Zohar Levy et Jeremy Blank : comment les marges de raffinage ont dopé les actions des raffineries à Tel-Aviv
Les sociétés de raffinage locales ont traversé une année difficile, marquée par des interruptions de production et les conséquences des conflits. Malgré cela, la forte hausse des marges de raffinage a permis aux actions de Bazan et BAZA de doubler de valeur depuis le début de l'année, offrant des rendements élevés aux actionnaires.

Marge de raffinage
La marge de raffinage représente l'écart entre le prix de la matière première (pétrole brut) et celui des produits finis (essence, diesel et kérosène). C'est l'indicateur le plus crucial pour évaluer la performance des raffineries.
L'année a été éprouvante pour les deux raffineurs israéliens. Bazan, situé dans la baie de Haïfa, a subi deux impacts de missiles iraniens, causant la mort de trois employés et des dommages opérationnels importants. Parallèlement, son concurrent BAZA (opérateur de la raffinerie d'Ashdod) a dû faire face à une panne majeure ayant entraîné des pertes financières colossales, ainsi qu'à un accident tragique ayant coûté la vie à deux employées.

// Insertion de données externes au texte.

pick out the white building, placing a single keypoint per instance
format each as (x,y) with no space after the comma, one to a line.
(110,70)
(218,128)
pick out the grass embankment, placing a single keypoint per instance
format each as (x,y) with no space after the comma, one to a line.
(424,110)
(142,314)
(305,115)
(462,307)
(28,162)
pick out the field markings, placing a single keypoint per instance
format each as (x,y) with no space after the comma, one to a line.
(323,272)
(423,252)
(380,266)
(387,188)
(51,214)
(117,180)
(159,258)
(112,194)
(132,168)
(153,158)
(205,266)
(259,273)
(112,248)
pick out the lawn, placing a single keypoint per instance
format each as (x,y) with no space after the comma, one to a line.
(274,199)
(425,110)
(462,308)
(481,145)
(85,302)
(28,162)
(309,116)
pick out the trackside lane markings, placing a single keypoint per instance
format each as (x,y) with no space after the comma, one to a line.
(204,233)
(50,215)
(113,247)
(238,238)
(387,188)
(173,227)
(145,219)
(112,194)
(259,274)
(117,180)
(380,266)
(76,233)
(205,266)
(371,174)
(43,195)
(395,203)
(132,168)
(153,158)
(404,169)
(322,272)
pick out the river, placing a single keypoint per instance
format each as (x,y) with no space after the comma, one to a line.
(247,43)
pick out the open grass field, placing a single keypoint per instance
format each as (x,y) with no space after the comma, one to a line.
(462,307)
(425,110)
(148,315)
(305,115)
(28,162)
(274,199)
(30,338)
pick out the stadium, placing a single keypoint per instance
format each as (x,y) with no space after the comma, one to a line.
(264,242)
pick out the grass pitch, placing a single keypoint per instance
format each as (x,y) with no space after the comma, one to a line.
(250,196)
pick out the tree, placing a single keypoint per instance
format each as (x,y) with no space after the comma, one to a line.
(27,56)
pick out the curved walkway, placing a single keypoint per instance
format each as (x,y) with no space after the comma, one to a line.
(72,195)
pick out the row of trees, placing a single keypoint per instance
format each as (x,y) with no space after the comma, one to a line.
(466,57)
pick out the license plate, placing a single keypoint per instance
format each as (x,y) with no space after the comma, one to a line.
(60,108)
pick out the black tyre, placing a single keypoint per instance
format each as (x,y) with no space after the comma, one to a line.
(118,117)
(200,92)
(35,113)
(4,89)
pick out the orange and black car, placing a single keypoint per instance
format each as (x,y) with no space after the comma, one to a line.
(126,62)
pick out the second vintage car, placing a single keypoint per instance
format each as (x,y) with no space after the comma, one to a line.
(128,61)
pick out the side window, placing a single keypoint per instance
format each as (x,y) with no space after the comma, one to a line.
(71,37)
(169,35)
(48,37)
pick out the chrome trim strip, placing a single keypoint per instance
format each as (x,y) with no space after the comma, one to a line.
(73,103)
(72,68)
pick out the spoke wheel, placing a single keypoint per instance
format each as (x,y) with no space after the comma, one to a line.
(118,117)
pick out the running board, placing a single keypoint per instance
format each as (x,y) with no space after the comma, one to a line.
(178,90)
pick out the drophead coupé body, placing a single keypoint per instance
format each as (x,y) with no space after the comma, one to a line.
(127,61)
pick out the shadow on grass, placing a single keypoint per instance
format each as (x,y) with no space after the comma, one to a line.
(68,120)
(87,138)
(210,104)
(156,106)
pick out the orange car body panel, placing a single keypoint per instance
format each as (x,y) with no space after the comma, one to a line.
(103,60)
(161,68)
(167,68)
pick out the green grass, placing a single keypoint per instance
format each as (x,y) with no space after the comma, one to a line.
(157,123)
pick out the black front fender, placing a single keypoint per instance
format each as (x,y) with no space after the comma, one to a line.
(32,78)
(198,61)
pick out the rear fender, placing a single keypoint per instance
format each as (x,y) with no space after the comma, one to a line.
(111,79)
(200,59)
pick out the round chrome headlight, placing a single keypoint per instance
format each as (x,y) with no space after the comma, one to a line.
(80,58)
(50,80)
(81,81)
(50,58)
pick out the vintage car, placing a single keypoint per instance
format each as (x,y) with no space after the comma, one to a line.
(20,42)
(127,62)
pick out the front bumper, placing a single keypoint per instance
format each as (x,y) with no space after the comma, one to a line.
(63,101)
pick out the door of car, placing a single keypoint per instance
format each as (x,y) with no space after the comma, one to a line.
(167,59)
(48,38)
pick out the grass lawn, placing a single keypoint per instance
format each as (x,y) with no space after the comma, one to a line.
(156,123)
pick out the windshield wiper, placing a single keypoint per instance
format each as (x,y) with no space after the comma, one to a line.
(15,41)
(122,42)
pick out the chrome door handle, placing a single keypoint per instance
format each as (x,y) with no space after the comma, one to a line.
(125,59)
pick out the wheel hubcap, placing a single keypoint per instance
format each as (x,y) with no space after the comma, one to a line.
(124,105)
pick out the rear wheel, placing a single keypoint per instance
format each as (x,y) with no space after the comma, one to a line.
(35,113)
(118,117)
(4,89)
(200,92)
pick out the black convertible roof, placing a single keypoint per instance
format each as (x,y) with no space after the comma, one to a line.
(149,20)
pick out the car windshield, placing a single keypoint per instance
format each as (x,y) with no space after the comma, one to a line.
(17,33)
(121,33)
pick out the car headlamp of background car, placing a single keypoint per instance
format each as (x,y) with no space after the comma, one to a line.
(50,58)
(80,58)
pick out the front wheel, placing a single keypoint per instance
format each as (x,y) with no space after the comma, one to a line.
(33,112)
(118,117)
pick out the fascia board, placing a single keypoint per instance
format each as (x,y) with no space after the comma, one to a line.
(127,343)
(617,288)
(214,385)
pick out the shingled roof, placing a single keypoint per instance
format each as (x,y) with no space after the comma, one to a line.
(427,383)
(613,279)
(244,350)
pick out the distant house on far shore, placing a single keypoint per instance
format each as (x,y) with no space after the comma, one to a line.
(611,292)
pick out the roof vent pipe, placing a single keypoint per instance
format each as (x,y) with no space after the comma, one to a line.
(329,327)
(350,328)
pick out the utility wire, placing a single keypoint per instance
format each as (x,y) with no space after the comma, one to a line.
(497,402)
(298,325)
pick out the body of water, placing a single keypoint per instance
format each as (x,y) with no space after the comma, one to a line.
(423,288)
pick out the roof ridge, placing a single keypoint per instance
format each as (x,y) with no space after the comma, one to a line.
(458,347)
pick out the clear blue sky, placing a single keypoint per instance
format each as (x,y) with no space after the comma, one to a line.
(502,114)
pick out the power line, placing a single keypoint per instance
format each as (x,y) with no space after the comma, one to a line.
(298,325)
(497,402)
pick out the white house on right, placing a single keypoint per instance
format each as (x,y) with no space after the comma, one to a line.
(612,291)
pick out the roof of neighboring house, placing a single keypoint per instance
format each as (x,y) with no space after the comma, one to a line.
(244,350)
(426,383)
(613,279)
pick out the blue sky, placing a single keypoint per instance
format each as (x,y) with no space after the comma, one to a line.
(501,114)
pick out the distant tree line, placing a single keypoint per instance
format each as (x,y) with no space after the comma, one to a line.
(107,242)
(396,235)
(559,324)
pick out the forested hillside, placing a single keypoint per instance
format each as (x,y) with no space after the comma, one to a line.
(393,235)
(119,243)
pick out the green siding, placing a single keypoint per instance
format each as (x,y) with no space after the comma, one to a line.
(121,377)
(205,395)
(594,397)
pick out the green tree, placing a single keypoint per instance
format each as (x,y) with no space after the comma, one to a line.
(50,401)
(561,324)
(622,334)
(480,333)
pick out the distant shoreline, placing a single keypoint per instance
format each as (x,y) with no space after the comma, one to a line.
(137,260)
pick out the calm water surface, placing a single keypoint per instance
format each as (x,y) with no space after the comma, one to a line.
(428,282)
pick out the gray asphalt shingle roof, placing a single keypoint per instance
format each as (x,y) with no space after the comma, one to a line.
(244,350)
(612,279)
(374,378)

Malgré ces épreuves, les actions des deux entreprises ont enregistré des rendements à trois chiffres depuis le début de l'année, doublant ainsi leur valeur boursière. Cette tendance s'est accentuée le mois dernier : l'action Bazan a bondi de près de 40 %, atteignant une capitalisation de 6,3 milliards de shekels, tandis que celle de BAZA a progressé de 35 %, pour atteindre 1,5 milliard de shekels.
Les moteurs de la rentabilité
La hausse des marges de raffinage est le principal moteur de cette performance boursière. L'ETF CRAK, qui suit les actions mondiales du secteur, a surperformé le marché américain avec une hausse de plus de 45 % depuis janvier, contre 8 % pour le S&P 500.
« Les marges se sont élargies car le prix du pétrole a augmenté moins vite que celui des produits raffinés comme le diesel et l'essence », explique Meital Bar-David, analyste énergie chez Mizrahi Tefahot Bank. « Cela s'explique principalement par les dommages causés aux capacités de production en Russie par les attaques ukrainiennes et dans le Golfe par les actions iraniennes. »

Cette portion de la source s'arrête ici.